Los especialistas en prevención de accidentes coinciden en que el respeto a la capacidad máxima es clave: desde los anchos de las puertas y pasillos hasta la cantidad de matafuegos varían de acuerdo al número de espectadores. Pero a pesar de la terrible experiencia de Cromañón, en donde se superó cinco veces la capacidad de gente permitida, en estos sitios el cálculo de espectadores depende de la conciencia y el buen ojo del que controla la puerta. En ninguno de ellos se dan entradas. “Si querés salir y volver a entrar, no hay problema; yo me acuerdo de tu cara”, nos respondieron al pedir un ticket, lo que además daría pie a una visita de la AFIP por evasión impositiva.
“No puedo dejar de pensar en cuántas ocasiones podríamos habernos prendido fuego. Recuerdo noches en Cemento con 2.600 personas. La gente estaba amontonada, chorreaba agua de los techos, el micrófono me daba patadas. Pero nadie pensaba en las salidas de emergencia, ni en los matafuegos, ni en el metro cuadrado por persona. El rock era barato y ahora sé por qué, porque la vida también era barata”, reflexiona Hermann, el cantante de Mal Momento.
Mejor pero no bien. Alimena asegura que si bien se avanzó bastante en la prevención, todavía queda mucho por hacer. “Arrancamos en –5 y hoy estamos en 5 pero todavía nos falta para llegar al diez. Lo peor es que la rigurosidad de los primeros tiempos se empieza a perder. Hay que entender que los chicos tienen derecho a ir a un recital sin que esto implique que pongan en riesgo sus vidas.” El arquitecto Landi coincide: “Hay que trabajar día a día para reducir los riesgos. Cromañón tampoco pasó de un día para otro, hasta que ocurrió y fue una tragedia. Hoy no se deja de lado que pueda ocurrir algo de nuevo”.
Para el guitarrista Abbiatici, de Los Mendigos, además del control estatal es indispensable el compromiso de las bandas: “En muchos recitales se prendían bengalas, incluso en boliches mucho más precarios que Cromañón. Todos cometimos irresponsabilidades, porque no éramos conscientes del peligro. La cosa es reconocer el problema y la culpa que uno tenga, y a partir de ahí intentar modificar algo”, asegura.

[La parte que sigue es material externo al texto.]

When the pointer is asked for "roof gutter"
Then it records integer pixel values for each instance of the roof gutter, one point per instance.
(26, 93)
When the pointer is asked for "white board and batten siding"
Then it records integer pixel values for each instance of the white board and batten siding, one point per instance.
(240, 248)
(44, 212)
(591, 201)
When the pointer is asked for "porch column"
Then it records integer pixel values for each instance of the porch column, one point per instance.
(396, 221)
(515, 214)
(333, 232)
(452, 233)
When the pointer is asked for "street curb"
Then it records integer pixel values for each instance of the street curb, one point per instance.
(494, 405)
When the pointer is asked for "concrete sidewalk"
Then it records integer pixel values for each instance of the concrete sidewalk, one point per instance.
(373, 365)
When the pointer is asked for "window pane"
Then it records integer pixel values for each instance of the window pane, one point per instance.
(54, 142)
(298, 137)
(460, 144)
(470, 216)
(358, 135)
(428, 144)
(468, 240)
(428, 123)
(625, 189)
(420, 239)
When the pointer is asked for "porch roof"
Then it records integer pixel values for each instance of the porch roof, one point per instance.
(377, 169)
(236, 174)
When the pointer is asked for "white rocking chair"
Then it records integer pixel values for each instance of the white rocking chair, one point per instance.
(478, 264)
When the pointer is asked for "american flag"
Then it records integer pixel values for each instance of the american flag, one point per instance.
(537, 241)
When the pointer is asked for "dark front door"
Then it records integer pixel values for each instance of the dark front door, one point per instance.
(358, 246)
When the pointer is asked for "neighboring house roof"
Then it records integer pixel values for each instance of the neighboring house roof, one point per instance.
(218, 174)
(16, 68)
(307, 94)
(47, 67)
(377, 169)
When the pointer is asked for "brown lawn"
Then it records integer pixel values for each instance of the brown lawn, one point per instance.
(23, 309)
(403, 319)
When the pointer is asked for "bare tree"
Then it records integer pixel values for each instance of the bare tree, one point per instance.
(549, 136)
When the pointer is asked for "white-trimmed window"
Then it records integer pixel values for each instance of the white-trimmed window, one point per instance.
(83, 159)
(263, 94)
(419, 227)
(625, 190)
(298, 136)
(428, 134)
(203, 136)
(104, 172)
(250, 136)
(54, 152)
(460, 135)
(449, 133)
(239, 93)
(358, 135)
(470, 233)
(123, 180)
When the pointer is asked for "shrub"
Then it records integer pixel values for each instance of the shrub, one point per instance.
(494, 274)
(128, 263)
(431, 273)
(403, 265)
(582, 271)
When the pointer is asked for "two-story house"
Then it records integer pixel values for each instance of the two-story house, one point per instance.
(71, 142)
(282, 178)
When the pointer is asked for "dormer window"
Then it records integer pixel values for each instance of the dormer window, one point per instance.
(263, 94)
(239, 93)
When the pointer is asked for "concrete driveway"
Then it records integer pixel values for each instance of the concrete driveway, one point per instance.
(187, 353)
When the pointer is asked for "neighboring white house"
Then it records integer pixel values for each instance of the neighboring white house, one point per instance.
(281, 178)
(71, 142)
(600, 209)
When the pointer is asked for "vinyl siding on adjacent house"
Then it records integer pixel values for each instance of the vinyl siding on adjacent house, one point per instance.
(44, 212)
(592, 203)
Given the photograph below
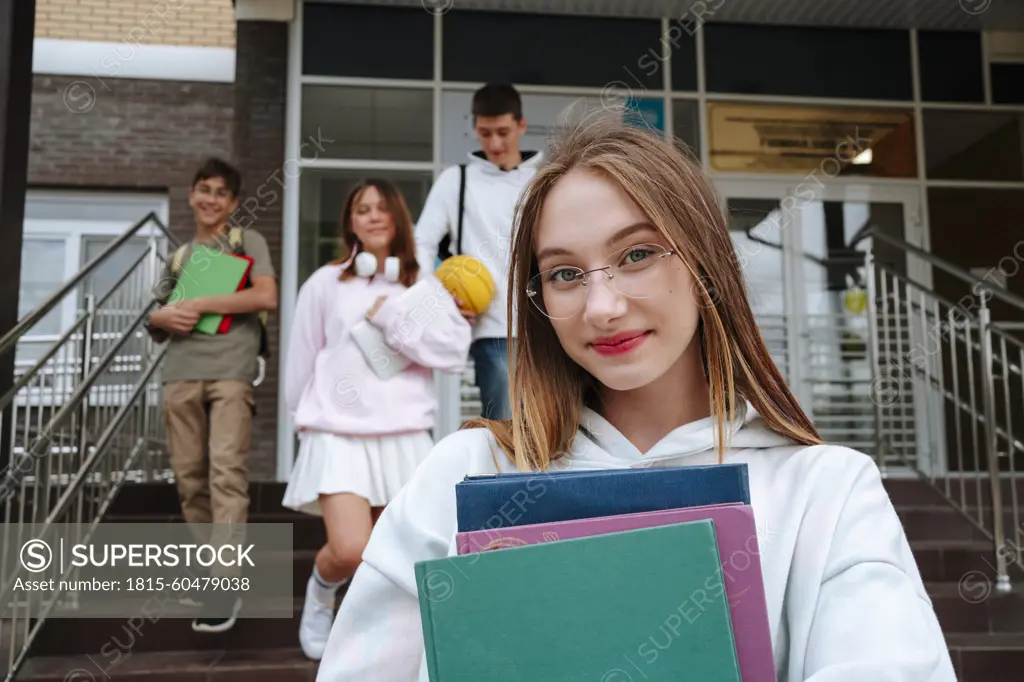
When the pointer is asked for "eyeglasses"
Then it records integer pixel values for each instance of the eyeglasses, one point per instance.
(561, 292)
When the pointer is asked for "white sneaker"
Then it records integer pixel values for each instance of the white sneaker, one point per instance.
(314, 628)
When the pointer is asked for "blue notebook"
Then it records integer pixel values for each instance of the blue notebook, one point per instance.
(506, 500)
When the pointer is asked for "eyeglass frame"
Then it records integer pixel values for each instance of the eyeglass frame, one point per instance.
(531, 295)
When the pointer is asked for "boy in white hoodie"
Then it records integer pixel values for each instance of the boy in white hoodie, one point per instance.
(637, 347)
(495, 177)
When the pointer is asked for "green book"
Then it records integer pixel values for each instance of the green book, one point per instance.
(210, 271)
(646, 604)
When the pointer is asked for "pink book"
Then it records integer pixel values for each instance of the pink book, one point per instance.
(737, 545)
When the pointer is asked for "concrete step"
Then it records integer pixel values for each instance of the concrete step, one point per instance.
(266, 665)
(972, 606)
(987, 657)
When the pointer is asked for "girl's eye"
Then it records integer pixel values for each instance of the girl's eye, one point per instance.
(636, 255)
(563, 275)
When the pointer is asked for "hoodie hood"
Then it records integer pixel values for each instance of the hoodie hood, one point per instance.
(601, 445)
(530, 161)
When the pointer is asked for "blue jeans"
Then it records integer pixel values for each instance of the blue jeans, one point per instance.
(492, 369)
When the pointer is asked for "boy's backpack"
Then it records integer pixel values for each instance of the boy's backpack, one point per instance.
(444, 248)
(235, 240)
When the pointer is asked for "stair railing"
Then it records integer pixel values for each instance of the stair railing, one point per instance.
(83, 418)
(963, 373)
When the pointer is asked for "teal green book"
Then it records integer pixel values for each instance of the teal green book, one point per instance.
(210, 272)
(646, 604)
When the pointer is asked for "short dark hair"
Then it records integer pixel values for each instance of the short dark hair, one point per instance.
(497, 99)
(214, 167)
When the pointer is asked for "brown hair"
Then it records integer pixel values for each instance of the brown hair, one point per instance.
(402, 246)
(679, 200)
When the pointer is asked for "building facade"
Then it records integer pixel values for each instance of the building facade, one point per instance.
(815, 124)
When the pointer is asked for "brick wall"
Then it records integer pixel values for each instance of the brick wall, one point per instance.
(124, 133)
(202, 23)
(259, 148)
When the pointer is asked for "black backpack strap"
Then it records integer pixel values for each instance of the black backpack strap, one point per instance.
(462, 205)
(237, 242)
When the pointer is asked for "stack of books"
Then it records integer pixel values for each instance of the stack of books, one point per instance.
(211, 271)
(609, 576)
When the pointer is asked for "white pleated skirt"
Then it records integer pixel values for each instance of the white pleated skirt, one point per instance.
(373, 467)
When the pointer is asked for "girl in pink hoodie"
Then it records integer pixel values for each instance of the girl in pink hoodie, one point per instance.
(368, 334)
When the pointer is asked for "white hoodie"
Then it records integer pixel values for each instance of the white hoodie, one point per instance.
(488, 215)
(845, 598)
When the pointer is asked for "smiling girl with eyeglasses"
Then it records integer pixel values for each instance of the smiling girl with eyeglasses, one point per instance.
(638, 347)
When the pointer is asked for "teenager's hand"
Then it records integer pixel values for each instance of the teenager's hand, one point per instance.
(175, 320)
(375, 307)
(466, 312)
(192, 305)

Abbiatici reconoce que tal vez ellos pudieron tomar conciencia porque Cromañón los afectó directamente. Allí murió Marcelo, el baterista de la banda. “Decidimos no tocar en los lugares inseguros. Cuando organizamos un recital pedimos la habilitación y chequeamos los matafuegos. Además controlamos la puerta para saber verdaderamente cuánta gente entra. Culpar a Chabán y Callejeros es la más fácil, pero cada uno desde su lugar debe hacerse cargo y no olvidarse de lo que pasó.”